Hot News: Mercedes' Bluetec


We’ve been waiting for years now for new clean diesels from a number of different manufacturers, including Mercedes-Benz, and finally the German luxury brand is bringing 50-state BlueTec engines to the U.S. in its lineup of SUVs.

Debuting at the New York auto show in BlueTec guise are the 2009 GL320, R320, and face-lifted 2009, all boasting the AdBlue urea injection technology that cleans up the exhaust from the 215-hp 3.0-liter turbo-diesel enough for these diesels to be certified for sale in all 50 states. Currently, these models can only be sold in 45 states.

Urea—a nitrogenous compound found in mammal urine but also produced synthetically—is the BlueTec solution to the last emissions hurdle facing diesel engines in the U.S. Various catalysts and filters have reduced particulate emissions—the heavy black soot associated with diesel engines—to acceptable levels, but until now emissions of nitrogen oxides (NOx) have been too heavy for full 50-state certification. AdBlue is a urea solution injected into the exhaust stream that, when it reacts with the nitrogen oxides, breaks them down into nitrogen and water.
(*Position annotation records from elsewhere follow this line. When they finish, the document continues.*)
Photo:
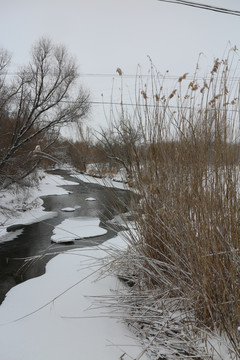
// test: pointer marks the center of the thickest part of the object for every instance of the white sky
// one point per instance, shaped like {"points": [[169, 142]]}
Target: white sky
{"points": [[107, 34]]}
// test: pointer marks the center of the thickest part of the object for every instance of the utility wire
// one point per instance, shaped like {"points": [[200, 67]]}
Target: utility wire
{"points": [[204, 6], [138, 76]]}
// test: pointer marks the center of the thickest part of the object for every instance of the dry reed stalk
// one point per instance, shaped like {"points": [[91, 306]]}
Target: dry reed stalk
{"points": [[187, 221]]}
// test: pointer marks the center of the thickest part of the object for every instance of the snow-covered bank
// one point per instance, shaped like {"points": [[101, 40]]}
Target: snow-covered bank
{"points": [[101, 181], [25, 207], [54, 316], [57, 316]]}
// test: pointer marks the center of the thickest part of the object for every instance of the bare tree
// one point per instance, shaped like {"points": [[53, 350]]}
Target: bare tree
{"points": [[42, 97]]}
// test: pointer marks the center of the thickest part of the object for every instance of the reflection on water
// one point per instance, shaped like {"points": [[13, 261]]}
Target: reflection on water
{"points": [[35, 239]]}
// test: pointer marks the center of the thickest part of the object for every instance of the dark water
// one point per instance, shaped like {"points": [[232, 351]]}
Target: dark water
{"points": [[36, 238]]}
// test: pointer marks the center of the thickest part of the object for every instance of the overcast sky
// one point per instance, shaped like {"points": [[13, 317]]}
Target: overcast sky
{"points": [[106, 34]]}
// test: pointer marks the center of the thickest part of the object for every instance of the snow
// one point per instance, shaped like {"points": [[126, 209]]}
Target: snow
{"points": [[100, 181], [25, 207], [77, 228], [57, 315], [68, 209]]}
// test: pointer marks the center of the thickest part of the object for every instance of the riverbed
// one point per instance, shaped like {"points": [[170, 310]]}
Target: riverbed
{"points": [[26, 256]]}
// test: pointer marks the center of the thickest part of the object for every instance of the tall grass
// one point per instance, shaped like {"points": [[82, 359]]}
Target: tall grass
{"points": [[186, 243]]}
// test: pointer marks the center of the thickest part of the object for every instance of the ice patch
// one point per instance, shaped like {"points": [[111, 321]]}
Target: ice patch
{"points": [[77, 228], [68, 209]]}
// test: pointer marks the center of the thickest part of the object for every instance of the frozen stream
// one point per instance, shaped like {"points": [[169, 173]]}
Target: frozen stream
{"points": [[36, 238]]}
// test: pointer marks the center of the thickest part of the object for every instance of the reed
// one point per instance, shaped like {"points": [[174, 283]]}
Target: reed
{"points": [[185, 245]]}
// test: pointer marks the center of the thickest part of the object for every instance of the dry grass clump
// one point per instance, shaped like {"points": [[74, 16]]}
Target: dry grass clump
{"points": [[186, 243]]}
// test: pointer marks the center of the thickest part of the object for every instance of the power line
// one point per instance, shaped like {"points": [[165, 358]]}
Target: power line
{"points": [[204, 6], [138, 76]]}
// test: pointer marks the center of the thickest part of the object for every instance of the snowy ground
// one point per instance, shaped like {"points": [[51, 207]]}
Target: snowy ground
{"points": [[25, 207], [56, 316]]}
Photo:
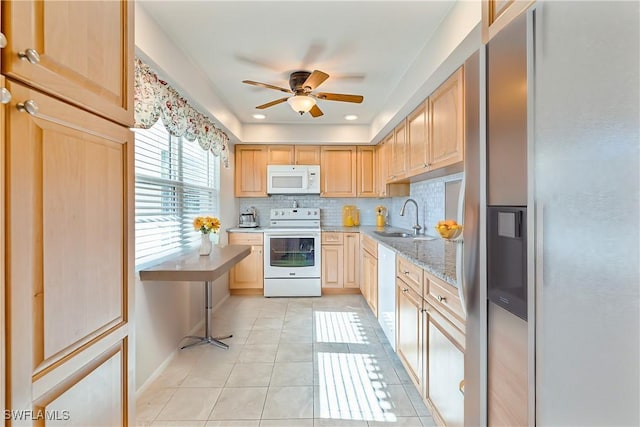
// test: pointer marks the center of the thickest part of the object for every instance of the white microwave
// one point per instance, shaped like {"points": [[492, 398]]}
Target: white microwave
{"points": [[293, 179]]}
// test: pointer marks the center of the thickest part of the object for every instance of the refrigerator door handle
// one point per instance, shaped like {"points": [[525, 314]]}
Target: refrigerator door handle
{"points": [[460, 249]]}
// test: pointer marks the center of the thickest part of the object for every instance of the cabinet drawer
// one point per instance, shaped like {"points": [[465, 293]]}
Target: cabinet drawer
{"points": [[369, 245], [443, 296], [332, 238], [254, 239], [410, 273]]}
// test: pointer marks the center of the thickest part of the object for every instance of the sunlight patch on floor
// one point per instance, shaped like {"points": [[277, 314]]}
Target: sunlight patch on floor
{"points": [[350, 388], [339, 327]]}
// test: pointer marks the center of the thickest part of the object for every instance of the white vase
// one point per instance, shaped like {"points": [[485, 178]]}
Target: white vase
{"points": [[215, 238], [205, 244]]}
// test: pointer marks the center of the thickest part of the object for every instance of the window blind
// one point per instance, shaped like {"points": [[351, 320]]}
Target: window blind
{"points": [[175, 182]]}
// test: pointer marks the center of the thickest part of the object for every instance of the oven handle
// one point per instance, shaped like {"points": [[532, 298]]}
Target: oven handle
{"points": [[288, 235]]}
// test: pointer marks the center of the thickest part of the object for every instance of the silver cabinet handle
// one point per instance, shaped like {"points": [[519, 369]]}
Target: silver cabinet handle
{"points": [[30, 55], [29, 106], [5, 96]]}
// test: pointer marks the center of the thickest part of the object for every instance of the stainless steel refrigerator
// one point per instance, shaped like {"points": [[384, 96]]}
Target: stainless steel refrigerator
{"points": [[583, 217]]}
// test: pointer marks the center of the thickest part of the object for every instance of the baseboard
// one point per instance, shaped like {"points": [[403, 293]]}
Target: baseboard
{"points": [[246, 291], [156, 373], [340, 291]]}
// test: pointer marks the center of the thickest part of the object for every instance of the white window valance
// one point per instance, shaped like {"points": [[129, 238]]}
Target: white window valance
{"points": [[155, 99]]}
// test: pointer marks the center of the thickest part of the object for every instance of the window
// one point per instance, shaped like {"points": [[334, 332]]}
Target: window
{"points": [[176, 181]]}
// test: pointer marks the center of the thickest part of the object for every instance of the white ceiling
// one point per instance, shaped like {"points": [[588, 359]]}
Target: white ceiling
{"points": [[367, 48]]}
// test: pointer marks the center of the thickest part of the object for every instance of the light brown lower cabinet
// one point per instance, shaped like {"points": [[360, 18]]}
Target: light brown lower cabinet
{"points": [[409, 331], [443, 368], [369, 272], [248, 273], [340, 266]]}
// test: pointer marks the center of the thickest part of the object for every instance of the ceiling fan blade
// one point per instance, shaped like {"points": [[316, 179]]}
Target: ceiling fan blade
{"points": [[272, 103], [315, 79], [316, 111], [267, 86], [340, 97]]}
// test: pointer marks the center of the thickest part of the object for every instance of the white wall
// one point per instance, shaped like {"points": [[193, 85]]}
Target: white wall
{"points": [[587, 186]]}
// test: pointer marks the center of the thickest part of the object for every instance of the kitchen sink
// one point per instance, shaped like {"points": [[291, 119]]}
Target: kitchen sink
{"points": [[403, 234], [393, 233]]}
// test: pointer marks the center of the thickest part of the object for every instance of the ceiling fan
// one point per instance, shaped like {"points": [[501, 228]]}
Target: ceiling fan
{"points": [[302, 84]]}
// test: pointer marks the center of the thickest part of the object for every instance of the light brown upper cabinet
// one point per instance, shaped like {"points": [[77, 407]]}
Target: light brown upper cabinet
{"points": [[367, 177], [418, 140], [71, 282], [496, 14], [293, 154], [338, 166], [280, 154], [385, 189], [251, 171], [66, 52], [397, 166], [307, 154], [446, 109]]}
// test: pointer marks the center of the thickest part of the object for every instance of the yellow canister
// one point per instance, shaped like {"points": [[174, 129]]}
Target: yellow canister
{"points": [[348, 215]]}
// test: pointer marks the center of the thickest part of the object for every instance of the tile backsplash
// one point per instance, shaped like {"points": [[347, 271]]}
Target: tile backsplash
{"points": [[428, 194]]}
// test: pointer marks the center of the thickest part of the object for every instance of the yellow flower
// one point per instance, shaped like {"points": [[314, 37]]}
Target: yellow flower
{"points": [[206, 224]]}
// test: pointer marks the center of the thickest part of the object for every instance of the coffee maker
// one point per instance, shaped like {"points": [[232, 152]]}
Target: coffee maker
{"points": [[248, 218]]}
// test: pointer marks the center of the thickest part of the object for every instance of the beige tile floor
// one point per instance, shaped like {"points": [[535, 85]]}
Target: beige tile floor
{"points": [[292, 362]]}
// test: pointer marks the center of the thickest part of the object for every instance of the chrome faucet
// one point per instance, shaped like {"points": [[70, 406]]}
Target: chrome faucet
{"points": [[416, 228]]}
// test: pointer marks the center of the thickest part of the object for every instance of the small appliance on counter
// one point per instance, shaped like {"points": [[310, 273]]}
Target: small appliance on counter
{"points": [[248, 218]]}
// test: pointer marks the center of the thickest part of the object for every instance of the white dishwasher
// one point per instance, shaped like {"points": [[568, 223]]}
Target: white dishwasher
{"points": [[387, 292]]}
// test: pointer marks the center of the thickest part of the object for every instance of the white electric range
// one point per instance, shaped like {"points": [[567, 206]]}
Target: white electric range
{"points": [[292, 253]]}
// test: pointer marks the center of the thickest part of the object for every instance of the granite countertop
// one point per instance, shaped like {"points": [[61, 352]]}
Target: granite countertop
{"points": [[245, 230], [436, 256]]}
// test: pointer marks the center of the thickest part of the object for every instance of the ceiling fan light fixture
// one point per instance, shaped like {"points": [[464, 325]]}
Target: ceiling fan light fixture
{"points": [[301, 103]]}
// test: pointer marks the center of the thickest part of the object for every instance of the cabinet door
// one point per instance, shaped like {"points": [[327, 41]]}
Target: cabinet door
{"points": [[446, 106], [382, 161], [338, 172], [445, 364], [69, 210], [307, 155], [251, 171], [280, 154], [86, 52], [409, 331], [398, 153], [351, 256], [248, 273], [417, 140], [332, 262], [366, 180]]}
The storage tanks for AdBlue should usually only need refilling every 10,000 miles, which will be done as part of Mercedes’s regular maintenance.

With the fuel-economy benefits of diesel—typically 20 to 30 percent higher than comparable gasoline engines—Mercedes is claiming a range of 600-plus miles for each of these three SUVs, meaning that road trippers will likely be stopping to drain their own urea tanks more often than to fill the fuel tank of their Benz.